GSA Annual Meeting in Indianapolis, Indiana, USA - 2018

Paper No. 73-14
Presentation Time: 11:15 AM

INCREASE IN SIZE OF THE BIVALVE CORBULA GIBBA DRIVEN BY CHANGES IN GROWTH RATE IN RESPONSE TO THE 20TH CENTURY EUTROPHICATION IN THE ADRIATIC SEA


TOMASOVYCH, Adam1, ALBANO, Paolo G.2, FUKSI, Tomáš1, GALLMETZER, Ivo3, HASELMAIR, Alexandra3, KOWALEWSKI, Michał4, NAWROT, Rafal5, NERLOVIĆ, Vedrana6, SCARPONI, Daniele7 and ZUSCHIN, Martin3, (1)Earth Science Institute, Slovak Academy of Sciences, Bratislava, 84005, Slovakia, (2)Department of Paleontology, University of Vienna, Althanstrasse 14, Vienna, 1090, Austria, (3)Department of Paleontology, University of Vienna, Althanstrasse 14, Vienna, A-1090, Austria, (4)Florida Museum of Natural History, University of Florida, Gainesville, FL 32611, Chile, (5)Florida Museum of Natural History, University of Florida, 1659 Museum Rd, Gainesville, FL 32611, (6)Svučilište u Splitu Odjel za studije mora Ruđera Boškovića 37, P.P.190, Split, 21000, Croatia, (7)Dipartimento di Scienze Biologiche, Geologiche e Ambientali, University of Bologna, Via Zamboni 67, Bologna, 40126, Italy

The size of the bivalve Corbula gibba increased by a factor of two during the 20th century in the Gulf of Trieste and at Po prodelta in the northern Adriatic Sea.

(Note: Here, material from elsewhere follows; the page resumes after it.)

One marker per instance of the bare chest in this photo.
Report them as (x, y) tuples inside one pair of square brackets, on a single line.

However, it is unclear whether present-day large-sized populations of this species have analogues either in the older Holocene record of the northern Adriatic Sea and/or in earlier pre-Holocene record of the Mediterranean Sea and Paratethys and what mechanisms are responsible for this trend. Here, we assess temporal size variation in Holocene death assemblages of C. gibba in the NW and NE Adriatic, in combination with age dating based on radiocarbon-calibrated amino acid racemisation and taphonomic clock based on conchiolin preservation. We find that, first, C. gibba populations inhabiting locations with high sediment accumulation rates (death assemblages time-averaged to decades) prior to the late 20th century were not dominated by large-sized individuals (> 10 mm in length). Second, C. gibba increased in size also at locations with slow sediment accumulation rate in the NE Adriatic (off Istria), but the proportion of large-sized individuals in surface death assemblages (time-averaged to millennia) is small. However, the size increase is stronger when shells without conchiolin preservation (that are probably older than 100-200 years) are omitted from analyses, indicating that C. gibba grew to sizes > 10 mm effectively in the whole northern Adriatic Sea. Death assemblages off Istria, affected by mixing of the late 20th century large-sized shells with much older, small-sized shells, are thus inert to late 20th century changes in size structure of C. gibba populations, in contrast to death assemblages at sites with high sedimentation rate. We conclude that the temporal shift from right-skewed distributions to bimodal distributions (with high abundance of shells > 10 mm) is a unique feature of the late 20th century and correlates with an increase in the frequency of hypoxia and eutrophication and with delayed recovery of hypoxia-sensitive species in the wake of mass mortality events. Analyses of growth increments indicate that the size increase is primarily underlain by an increase in growth rate.